Opps!!! now you confused me 

leave it yaar, just tell me two or three monitors in my range 7,000rs , as i want to connect my xbox too..


----------



## TechnoHolic (Jan 11, 2013)

gagan.2012 said:


> Any other LED MONITOR which can be used for XBOX, must be reliable too.... now i extend my budget to 7000rs.



Mate...Please check on flipkart.com


----------



## gagan.2012 (Jan 11, 2013)

TechnoHolic said:


> Mate...Please check on flipkart.com



Lots of confusion.. now .. please help


----------



## TechnoHolic (Jan 11, 2013)

I had started a thread..*www.thinkdigit.com/forum/pc-components-configurations/164888-need-led-monitor-suggestions-2.html
and finally i bought samsung..and it's a fantastic,brilliant display..good contrast and brightness..it's 1600x900 hd display with touch buttons..
Anyway, according to your query i think you've two options..
1. Increase your budget
2. Use a good DVI to HDMI conversion cable

because no monitor comes with hdmi port in 7k range..


----------



## gagan.2012 (Jan 11, 2013)

TechnoHolic said:


> I had started a thread..*www.thinkdigit.com/forum/pc-components-configurations/164888-need-led-monitor-suggestions-2.html
> and finally i bought samsung..and it's a fantastic,brilliant display..good contrast and brightness..it's 1600x900 hd display with touch buttons..
> Anyway, according to your query i think you've two options..
> 1. Increase your budget
> ...



jUST gONE through your link, so you purchased samsung S20B300B.

Hows is the performance... 

how you connect ANY HDMI to this monitor.. after connect hows the performance.


----------



## TechnoHolic (Jan 12, 2013)

gagan.2012 said:


> jUST gONE through your link, so you purchased samsung S20B300B.
> 
> Hows is the performance...
> 
> how you connect ANY HDMI to this monitor.. after connect hows the performance.

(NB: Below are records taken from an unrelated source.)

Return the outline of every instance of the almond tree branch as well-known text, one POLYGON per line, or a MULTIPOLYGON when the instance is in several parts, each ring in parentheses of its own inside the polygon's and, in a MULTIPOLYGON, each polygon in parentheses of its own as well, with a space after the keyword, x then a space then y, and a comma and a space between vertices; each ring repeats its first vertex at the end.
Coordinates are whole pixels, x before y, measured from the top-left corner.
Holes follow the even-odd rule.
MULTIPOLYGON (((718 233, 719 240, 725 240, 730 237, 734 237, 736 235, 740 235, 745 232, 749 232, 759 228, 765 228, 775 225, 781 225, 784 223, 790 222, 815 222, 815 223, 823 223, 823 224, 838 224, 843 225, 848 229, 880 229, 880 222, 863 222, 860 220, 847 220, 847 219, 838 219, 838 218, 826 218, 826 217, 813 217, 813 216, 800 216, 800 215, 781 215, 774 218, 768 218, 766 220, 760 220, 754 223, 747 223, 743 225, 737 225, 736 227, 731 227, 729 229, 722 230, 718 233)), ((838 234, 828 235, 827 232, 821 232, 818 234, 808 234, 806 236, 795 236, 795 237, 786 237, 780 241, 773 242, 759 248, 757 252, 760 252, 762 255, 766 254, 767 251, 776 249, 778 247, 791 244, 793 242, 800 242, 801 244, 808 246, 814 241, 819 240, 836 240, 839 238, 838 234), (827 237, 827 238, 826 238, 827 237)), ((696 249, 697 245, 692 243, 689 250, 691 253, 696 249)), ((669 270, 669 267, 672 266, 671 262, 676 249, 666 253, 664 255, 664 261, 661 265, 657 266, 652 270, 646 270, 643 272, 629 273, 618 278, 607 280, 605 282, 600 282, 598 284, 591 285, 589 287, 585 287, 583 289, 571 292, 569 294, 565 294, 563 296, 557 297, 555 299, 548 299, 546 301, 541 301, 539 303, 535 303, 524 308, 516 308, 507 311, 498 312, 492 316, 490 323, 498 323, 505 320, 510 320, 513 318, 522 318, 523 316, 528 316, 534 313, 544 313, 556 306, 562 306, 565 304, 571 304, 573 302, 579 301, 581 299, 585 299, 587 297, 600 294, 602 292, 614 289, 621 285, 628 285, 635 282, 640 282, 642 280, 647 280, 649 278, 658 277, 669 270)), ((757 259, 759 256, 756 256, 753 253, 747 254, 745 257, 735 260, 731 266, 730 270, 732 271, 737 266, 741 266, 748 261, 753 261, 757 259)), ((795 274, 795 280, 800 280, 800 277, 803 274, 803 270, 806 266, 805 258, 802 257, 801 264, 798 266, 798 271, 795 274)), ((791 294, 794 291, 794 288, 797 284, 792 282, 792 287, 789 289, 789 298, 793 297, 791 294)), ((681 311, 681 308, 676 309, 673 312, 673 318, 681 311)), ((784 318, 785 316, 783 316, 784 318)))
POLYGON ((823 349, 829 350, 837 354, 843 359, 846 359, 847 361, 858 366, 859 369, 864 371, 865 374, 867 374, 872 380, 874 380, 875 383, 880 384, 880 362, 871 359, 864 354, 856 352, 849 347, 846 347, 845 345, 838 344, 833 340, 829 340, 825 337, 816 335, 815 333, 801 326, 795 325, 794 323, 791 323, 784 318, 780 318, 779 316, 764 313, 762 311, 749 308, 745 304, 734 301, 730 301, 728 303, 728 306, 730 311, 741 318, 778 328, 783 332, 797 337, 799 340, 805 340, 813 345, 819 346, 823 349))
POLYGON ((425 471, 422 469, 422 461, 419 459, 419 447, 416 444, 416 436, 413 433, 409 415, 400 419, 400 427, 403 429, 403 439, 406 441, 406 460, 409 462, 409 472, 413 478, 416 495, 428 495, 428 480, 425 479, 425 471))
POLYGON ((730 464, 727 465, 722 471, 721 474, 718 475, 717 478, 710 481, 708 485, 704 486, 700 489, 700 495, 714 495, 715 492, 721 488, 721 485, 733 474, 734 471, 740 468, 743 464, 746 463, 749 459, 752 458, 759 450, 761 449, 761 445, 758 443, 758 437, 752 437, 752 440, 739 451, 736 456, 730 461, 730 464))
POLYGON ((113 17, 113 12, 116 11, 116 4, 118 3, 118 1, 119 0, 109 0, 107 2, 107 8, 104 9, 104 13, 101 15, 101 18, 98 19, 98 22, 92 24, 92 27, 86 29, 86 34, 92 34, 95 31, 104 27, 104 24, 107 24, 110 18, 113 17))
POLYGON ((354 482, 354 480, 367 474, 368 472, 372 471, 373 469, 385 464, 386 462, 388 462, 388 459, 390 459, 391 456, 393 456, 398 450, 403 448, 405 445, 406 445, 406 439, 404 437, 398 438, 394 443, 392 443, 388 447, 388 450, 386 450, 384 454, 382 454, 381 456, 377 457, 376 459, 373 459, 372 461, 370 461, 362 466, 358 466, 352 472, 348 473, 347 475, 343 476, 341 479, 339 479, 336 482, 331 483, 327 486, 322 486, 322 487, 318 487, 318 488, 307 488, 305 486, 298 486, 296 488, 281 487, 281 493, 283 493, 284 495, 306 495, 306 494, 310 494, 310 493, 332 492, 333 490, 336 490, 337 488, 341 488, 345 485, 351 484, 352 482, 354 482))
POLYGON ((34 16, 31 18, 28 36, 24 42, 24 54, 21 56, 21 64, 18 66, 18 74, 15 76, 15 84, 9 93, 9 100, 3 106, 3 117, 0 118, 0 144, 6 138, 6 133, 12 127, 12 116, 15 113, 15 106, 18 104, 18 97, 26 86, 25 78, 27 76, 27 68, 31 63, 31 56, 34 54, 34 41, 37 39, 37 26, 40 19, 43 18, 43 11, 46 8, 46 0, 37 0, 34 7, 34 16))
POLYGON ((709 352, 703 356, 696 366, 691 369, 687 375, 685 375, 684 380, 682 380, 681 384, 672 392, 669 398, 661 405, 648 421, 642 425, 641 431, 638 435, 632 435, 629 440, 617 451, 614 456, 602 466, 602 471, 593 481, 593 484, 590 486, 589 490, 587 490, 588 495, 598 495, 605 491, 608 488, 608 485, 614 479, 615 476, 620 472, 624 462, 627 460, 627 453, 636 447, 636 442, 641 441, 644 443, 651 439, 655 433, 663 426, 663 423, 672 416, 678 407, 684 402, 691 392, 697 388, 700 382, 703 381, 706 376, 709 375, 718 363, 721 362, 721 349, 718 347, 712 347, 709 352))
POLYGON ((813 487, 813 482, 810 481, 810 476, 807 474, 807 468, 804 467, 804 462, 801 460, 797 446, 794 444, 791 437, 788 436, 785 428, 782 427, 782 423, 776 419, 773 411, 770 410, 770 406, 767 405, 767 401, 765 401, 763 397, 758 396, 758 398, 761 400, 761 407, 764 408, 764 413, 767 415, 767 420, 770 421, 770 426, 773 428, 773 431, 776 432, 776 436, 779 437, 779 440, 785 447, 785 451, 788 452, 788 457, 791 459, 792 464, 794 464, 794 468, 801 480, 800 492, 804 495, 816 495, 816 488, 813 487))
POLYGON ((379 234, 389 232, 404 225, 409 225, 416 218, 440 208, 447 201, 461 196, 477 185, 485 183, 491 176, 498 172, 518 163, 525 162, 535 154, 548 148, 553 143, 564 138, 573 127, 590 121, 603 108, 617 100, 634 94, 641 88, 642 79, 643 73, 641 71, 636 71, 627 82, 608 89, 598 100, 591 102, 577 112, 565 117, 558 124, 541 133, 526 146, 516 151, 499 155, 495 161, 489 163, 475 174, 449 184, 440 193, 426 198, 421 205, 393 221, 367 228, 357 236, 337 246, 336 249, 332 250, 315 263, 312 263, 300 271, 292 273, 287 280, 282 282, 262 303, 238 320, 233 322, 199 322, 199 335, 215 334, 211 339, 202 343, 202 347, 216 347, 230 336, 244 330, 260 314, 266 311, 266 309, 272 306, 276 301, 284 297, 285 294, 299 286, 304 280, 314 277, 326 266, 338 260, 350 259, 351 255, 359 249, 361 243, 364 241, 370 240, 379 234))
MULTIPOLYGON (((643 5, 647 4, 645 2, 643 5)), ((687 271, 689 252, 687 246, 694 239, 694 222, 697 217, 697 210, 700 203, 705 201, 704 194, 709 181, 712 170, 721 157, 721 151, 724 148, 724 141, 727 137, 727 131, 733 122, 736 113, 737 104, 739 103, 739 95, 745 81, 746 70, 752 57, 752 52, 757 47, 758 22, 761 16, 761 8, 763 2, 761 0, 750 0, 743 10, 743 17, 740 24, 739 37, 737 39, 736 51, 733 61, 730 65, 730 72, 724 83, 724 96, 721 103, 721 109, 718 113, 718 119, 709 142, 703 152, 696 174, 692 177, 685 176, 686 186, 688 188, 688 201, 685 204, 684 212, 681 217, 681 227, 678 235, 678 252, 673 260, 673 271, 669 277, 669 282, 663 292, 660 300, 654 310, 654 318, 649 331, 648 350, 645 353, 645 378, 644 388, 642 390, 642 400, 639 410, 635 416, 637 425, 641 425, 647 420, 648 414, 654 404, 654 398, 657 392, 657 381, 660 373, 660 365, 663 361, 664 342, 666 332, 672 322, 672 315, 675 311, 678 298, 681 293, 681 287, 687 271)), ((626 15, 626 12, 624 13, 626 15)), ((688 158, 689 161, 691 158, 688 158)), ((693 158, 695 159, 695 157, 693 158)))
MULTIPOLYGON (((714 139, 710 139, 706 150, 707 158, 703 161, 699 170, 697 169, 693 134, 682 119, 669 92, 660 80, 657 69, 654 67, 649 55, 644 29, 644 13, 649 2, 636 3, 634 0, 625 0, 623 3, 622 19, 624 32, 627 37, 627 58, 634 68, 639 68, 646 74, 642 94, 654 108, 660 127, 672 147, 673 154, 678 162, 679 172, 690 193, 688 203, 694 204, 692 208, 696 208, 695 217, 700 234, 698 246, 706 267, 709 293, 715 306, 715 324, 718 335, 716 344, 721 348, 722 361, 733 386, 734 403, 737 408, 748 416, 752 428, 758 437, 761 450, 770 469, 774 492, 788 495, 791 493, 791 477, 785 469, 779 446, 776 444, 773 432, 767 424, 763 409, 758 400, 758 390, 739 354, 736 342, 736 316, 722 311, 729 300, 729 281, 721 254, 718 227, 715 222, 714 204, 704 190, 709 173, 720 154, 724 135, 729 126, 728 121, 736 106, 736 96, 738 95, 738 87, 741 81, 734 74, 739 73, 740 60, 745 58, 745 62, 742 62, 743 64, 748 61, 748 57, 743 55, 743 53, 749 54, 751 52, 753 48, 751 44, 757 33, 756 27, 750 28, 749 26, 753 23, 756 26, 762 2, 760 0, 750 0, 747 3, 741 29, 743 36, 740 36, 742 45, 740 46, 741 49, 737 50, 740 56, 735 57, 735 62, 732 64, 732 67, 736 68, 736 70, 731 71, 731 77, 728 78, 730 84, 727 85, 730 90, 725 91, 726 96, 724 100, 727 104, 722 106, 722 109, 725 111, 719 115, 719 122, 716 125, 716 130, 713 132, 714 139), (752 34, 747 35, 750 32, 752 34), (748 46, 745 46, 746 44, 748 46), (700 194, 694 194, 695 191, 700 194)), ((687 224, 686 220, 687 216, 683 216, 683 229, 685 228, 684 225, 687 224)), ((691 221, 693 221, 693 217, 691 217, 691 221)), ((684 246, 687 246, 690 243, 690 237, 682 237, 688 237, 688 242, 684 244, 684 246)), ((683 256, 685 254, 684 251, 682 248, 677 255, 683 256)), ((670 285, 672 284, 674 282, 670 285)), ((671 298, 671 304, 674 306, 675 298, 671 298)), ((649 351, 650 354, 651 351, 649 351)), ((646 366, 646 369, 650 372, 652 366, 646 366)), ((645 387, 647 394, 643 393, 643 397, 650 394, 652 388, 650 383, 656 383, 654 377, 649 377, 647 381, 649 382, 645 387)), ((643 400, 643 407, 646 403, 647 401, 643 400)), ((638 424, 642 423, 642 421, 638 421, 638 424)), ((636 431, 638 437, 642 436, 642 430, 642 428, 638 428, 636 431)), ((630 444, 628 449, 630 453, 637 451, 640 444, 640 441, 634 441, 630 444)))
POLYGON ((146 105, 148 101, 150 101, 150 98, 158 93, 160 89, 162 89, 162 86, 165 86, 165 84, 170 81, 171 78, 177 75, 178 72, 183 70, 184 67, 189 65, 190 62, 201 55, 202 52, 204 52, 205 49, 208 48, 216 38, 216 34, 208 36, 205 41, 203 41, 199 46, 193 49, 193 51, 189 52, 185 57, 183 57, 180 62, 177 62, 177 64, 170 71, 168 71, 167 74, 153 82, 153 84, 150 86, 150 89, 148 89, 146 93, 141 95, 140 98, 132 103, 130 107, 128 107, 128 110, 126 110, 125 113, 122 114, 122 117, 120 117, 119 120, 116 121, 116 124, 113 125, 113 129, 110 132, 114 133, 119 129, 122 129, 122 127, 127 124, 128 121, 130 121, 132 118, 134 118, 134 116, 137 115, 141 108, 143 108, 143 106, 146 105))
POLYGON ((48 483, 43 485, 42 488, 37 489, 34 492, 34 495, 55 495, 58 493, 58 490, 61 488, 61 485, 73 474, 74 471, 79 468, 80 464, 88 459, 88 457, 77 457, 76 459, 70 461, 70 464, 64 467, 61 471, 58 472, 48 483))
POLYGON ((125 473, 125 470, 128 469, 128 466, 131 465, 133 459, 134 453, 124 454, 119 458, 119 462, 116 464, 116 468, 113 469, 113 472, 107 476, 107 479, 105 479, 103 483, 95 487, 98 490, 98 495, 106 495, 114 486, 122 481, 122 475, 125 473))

Yeah it's a very good option..(in this range)..i use simple VGA adapter still now,but i will try a dvi cable after some time,and I dont need HDMI currently.
A DVI to HDMI cable can solve your all confusion...Here it is..


----------



## gagan.2012 (Jan 15, 2013)

Dell IN2030M 50.8cm (20) W HD Monitor with LED is costing me rs. 5800/- , and samsung S20B300B is costing me Rs.6600/-.

Out of above two which one is best, as I want to connect my HDMI device too..

Price Updateplease help)

DELL 20 LED (IN2030)	Rs. 5738
LG LED 20"  (2042/)	Rs. 5809
PHILIPS LED 20"(206V3L)	Rs.5600
SAMSUNG LED 20"	Rs. 6285
AOC LED 22"  (E2250)	Rs.6800
AOC LED 22"  (E2251)	Rs.6900


----------



## Cilus (Jan 15, 2013)

IN2030 is a very good display, get that one.


----------



## gagan.2012 (Jan 18, 2013)

One Question i want to asked 

AM I required additional graphic card if i want to connect my pc (configuration as described above) to connect to LCD 26" which have VGA PORT.

IF yes , please help me which graphic card required, as my LCD is having HDMI port too...


----------



## Cilus (Jan 18, 2013)

No, you don't need any additional Graphics card, you can connect the display directly to the display output port(s) of the Motherboard.


----------